« C'est en effet le vide juridique total », explique le père Cédric Burgun, professeur de droit canon à l'Institut catholique de Paris. Mais les juristes se sont déjà mis à l'ouvrage.
Mardi soir, le porte-parole du Vatican, le père Federico Lombardi, annonçait déjà le titre que Joseph Ratzinger porte depuis jeudi soir : « Sa Sainteté Benoît XVI, pape émérite ».
Il est désormais vêtu d'une soutane blanche, très simple et différente de celle qu'il portait jusqu'à aujourd'hui. En revanche, il a troqué ses chaussures rouges pour une paire marron. L'anneau du pécheur, symbole du sceau pontifical, a été brisé. Et les appartements pontificaux sont scellés juqu'à leur prise de possession par le prochain pape. Les caméras de télévision du monde entier devraient en témoigner.
Reste maintenant aux juristes à définir tout un nouveau protocole. « Le protocole n'est pas prévu. Le lieu d'habitation, par exemple, n'était pas prévu non plus. Benoît XVI a choisi librement d'habiter au Vatican. Au niveau du protocole, on ne sait pas quelle place il aura, s'il sera invité à des manifestations officielles, par exemple, et donc le rôle qu'il y jouera. On n'en sait rien », continue le père Cédric Burgun.
Deux hommes, un titre
Situation complètement inédite, bientôt deux hommes porteront le titre de pape. Benoît XVI a affirmé qu'il continuerait de servir l'Eglise, mais à travers la prière et la réflexion théologique seulement. Certains redoutent tout de même le spectre de l'éternel retour, avec un pape à la retraite continuant de tirer les ficelles des affaires du Vatican.
« Un pape en retraite et un pape en activité, c'est inimaginable. On peut très bien imaginer les médias du monde entier en train de traquer le pape en retraite pour lui faire dire le contraire de ce qu'aura dit son successeur. Ou encore, certains cardinaux ou certains monsignori de la curie, en train d'essayer d'avoir l'aval du pape à la retraite pour se faire mousser auprès du pape en activité », explique Bernard Lecompte, auteur du livre Les derniers secrets du Vatican.
En réalité, dans ce flou juridique, tout tiendra à la personnalité de Benoît XVI. « Il y aurait un risque si le pape à la retraite voulait garder une certaine présence médiatique, poursuit le père Cédric Burgun. Vu la manière dont Benoît XVI a voulu organiser sa retraite, il est fort probable qu'on ne l'entende pas s'exprimer dans les médias. Si Benoît XVI tenait vraiment à être présent médiatiquement, alors peut-être qu'à un moment donné, son successeur, établirait une loi pour limiter les choses. Mais je ne suis pas sûr qu'il faille faire passer une loi maintenant, qui paraîtrait restrictive et qui donnerait le sentiment de condamner ce qui se fait actuellement ».
Retraite vaticane
Benoît XVI a choisi de se retirer dans le monastère Mater Ecclesia, juste derrière la basilique Saint-Pierre, à quelques encablures des appartements pontificaux. Ce bâtiment tout en briques a été construit en 1994, à la demande de Jean-Paul II. Fini le faste du palais du Vatican et les peintures de Raphaël, le pape émérite vivra dans une des douze cellules de l'édifice. Il jouira d'une petite bibliothèque, d'un verger de citronniers et d'orangers et d'une sobre chapelle de cinq mètres sur sept.

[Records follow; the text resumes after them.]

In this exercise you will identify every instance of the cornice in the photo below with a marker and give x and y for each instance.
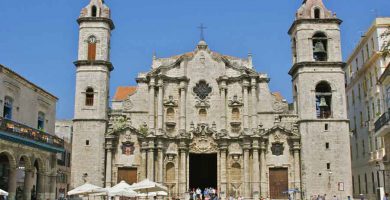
(93, 62)
(313, 21)
(97, 19)
(298, 65)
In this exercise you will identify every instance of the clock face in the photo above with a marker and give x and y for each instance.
(92, 39)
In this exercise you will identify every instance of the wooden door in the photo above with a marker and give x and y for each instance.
(127, 174)
(278, 183)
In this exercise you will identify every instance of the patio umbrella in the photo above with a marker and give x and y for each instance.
(3, 193)
(147, 186)
(122, 189)
(153, 194)
(86, 189)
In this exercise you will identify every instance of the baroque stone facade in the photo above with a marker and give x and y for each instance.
(202, 115)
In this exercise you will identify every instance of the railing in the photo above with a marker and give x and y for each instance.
(382, 121)
(27, 132)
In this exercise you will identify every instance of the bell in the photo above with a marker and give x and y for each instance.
(319, 51)
(323, 102)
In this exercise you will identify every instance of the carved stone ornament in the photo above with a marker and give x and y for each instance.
(128, 148)
(170, 102)
(235, 102)
(128, 105)
(202, 89)
(277, 149)
(203, 139)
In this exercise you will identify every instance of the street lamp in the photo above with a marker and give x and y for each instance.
(378, 166)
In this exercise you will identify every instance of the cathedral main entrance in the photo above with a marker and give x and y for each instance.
(203, 171)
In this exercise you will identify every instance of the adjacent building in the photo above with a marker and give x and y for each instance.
(28, 147)
(366, 104)
(205, 119)
(63, 130)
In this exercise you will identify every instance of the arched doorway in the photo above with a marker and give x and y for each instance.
(4, 172)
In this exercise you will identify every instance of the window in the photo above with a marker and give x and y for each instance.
(41, 121)
(366, 183)
(89, 97)
(235, 114)
(7, 113)
(323, 100)
(320, 46)
(357, 64)
(202, 115)
(317, 13)
(378, 105)
(170, 114)
(92, 48)
(93, 11)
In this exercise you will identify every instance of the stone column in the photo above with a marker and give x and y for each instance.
(160, 105)
(160, 162)
(254, 103)
(12, 183)
(223, 88)
(223, 172)
(28, 183)
(246, 172)
(183, 167)
(256, 171)
(151, 161)
(41, 186)
(53, 185)
(182, 119)
(109, 164)
(151, 104)
(297, 174)
(263, 172)
(245, 86)
(143, 161)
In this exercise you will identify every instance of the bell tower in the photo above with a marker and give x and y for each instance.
(320, 101)
(93, 69)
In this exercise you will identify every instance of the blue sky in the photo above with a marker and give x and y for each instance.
(38, 39)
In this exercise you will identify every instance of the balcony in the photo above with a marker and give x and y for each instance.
(382, 127)
(19, 133)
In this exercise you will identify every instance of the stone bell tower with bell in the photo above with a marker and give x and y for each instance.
(320, 101)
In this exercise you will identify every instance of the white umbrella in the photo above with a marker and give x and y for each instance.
(122, 189)
(147, 186)
(86, 189)
(3, 193)
(153, 194)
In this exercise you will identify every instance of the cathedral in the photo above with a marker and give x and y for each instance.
(205, 119)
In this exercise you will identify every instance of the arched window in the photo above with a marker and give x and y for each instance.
(202, 115)
(320, 47)
(317, 13)
(7, 112)
(170, 114)
(235, 114)
(92, 48)
(41, 121)
(89, 97)
(94, 11)
(323, 100)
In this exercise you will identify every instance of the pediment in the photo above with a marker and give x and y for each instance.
(282, 130)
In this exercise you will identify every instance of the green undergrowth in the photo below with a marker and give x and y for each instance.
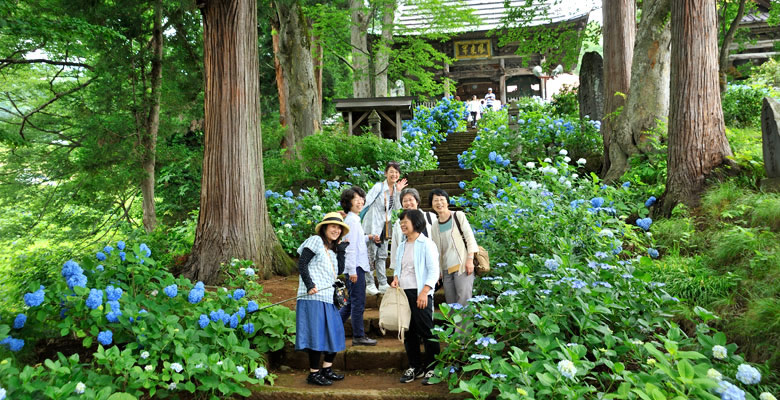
(728, 256)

Ce dépouillement témoigne bien de l'intention de Benoît XVI de se tenir à l'écart des affaires du Vatican, selon Caroline Pigozzi, journaliste à Paris Match et auteur du Vatican indiscret. « Benoît XVI n'est pas un politique du tout. C'est un intellectuel, théologien, très intériorisé. Il va sûrement vivre comme un vieux bénédictin. Il va retrouver la sérénité. Benoît XVI est passionné de musique, notamment de Mozart et Bach. Ça le détend beaucoup de jouer du piano, des quatre mains avec son frère. C'est une chose qui lui a beaucoup manqué et qui faisait partie de son équilibre. Il a besoin de jouer du piano ».
Depuis sa construction, le monastère est occupé par des religieuses d'ordres divers. Certaines soeurs Memores Domini, qui assistaient Joseph Ratzinger lors de son pontificat, devraient également l'accompagner. La présence de son secrétaire particulier, l'archevêque allemand Georg Ganswein, fait néanmoins polémique. Le « bel Giorgio », comme l'appellent les Italiens en raison de son physique avantageux, devrait rester également préfet de la maison pontificale. Et pour certains membres du Vatican, il y a là conflit d'intérêt.